Agrandir la police Réduire la police Imprimer l'article Recommander l'article : envoyer par email Réagir à l'article S'abonner à la Newsletter S'abonner au flux RSS
© Shocky

Ils s’y étaient engagés à Copenhague, ils l’ont fait. Les signataires du texte élaboré à l’arraché le 19 décembre 2009 avaient jusqu’au 31 janvier 2010 pour préciser leurs objectifs de réductions d’émissions, laissés en blanc dans les tableaux annexés aux trois pages de l’accord. Les pays dits de l’Annexe II, Chine, Inde et Brésil en tête, ont confirmé leurs intentions : l’Inde entend réduire son intensité carbone – c’est-à-dire ses émissions de gaz à effet de serre par point de PIB – de 20 à 25% d’ici à 2020 par rapport à 2005. Le Brésil s’engage à contrôler la déforestation en Amazonie et dans le Cerrado, au point d’éviter 668 millions de tonnes de CO2 équivalent d’ici à 2020. Entre la conservation des forêts et des pâturages et le recours à l’efficacité énergétique, aux biocarburants et à l’hydroélectricité, le Brésil affiche l’ambition de réduire de plus d’un tiers ses émissions actuelles d’ici à 2020. La Chine, quant à elle, confirme ce qu’elle avait déjà annoncé : une amélioration de 40 à 45% de son intensité énergétique de 2005 d’ici à 2020. L’Afrique du Sud s’engage à une déviation de – 34% de ses émissions d’ici à 2020 par rapport à un scénario business as usual.

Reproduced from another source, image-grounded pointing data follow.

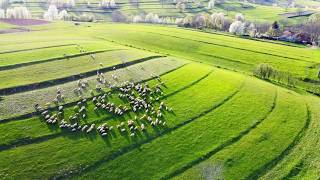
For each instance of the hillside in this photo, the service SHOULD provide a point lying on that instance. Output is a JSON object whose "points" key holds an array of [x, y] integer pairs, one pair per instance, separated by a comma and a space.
{"points": [[253, 12], [182, 104]]}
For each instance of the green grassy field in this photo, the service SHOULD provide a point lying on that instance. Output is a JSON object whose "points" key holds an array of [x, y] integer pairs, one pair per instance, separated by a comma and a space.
{"points": [[253, 12], [224, 122]]}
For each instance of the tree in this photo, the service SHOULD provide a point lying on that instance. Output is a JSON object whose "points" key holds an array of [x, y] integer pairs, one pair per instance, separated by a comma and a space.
{"points": [[62, 3], [52, 13], [152, 18], [4, 4], [2, 14], [137, 19], [312, 27], [237, 28], [198, 21], [252, 31], [181, 5], [239, 17], [217, 20], [18, 12], [117, 16], [274, 30], [211, 4], [108, 4]]}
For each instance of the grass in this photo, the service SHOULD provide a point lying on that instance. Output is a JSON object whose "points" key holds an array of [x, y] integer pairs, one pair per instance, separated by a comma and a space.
{"points": [[66, 67], [193, 140], [224, 122], [301, 163], [176, 79], [263, 144], [18, 104], [36, 55], [75, 147]]}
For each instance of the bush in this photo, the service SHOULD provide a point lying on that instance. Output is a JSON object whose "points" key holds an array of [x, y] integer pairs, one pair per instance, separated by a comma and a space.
{"points": [[264, 71]]}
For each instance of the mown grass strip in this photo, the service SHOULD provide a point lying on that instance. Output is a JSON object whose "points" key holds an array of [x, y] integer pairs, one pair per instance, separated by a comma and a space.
{"points": [[222, 146], [263, 144], [28, 141], [129, 148], [271, 164], [70, 104], [44, 84], [232, 47], [8, 67], [68, 152], [31, 49]]}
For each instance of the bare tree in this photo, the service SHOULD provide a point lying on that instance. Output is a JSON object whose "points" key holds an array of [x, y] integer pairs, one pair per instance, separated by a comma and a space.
{"points": [[313, 29]]}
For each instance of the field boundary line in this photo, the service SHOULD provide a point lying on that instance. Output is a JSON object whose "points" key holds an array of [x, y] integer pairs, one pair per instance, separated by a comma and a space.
{"points": [[19, 65], [48, 83], [44, 47], [243, 49], [271, 164], [226, 144], [25, 141], [29, 115], [128, 149]]}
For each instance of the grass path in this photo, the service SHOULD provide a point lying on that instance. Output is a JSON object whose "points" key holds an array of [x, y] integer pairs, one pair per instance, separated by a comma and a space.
{"points": [[17, 106], [40, 132], [301, 161], [66, 153], [263, 146], [179, 147]]}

En affichant de tels engagements, les pays du BASIC (Brésil, Afrique du Sud, Inde, Chine) coupent l’herbe sous les pieds des Occidentaux. Ils confirment les annonces qu’ils avaient déjà avancées lors de la conférence de Copenhague, mais, en retour, exigent des pays industrialisés des engagements contraignants, dans le cadre multilatéral onusien. Le ministre indien de l’environnement, Jairam Ramesh, l’a redit à New Delhi lors d’un sommet des pays du BASIC, le 24 janvier : les négociations devront se poursuivre sous la bannière des Nations unies. Chine, Inde, Afrique du Sud et Brésil réclament une réunion d’étape dès le mois de mars, et au moins cinq réunions préparatoires avant le sommet de Cancun (Mexique) en décembre.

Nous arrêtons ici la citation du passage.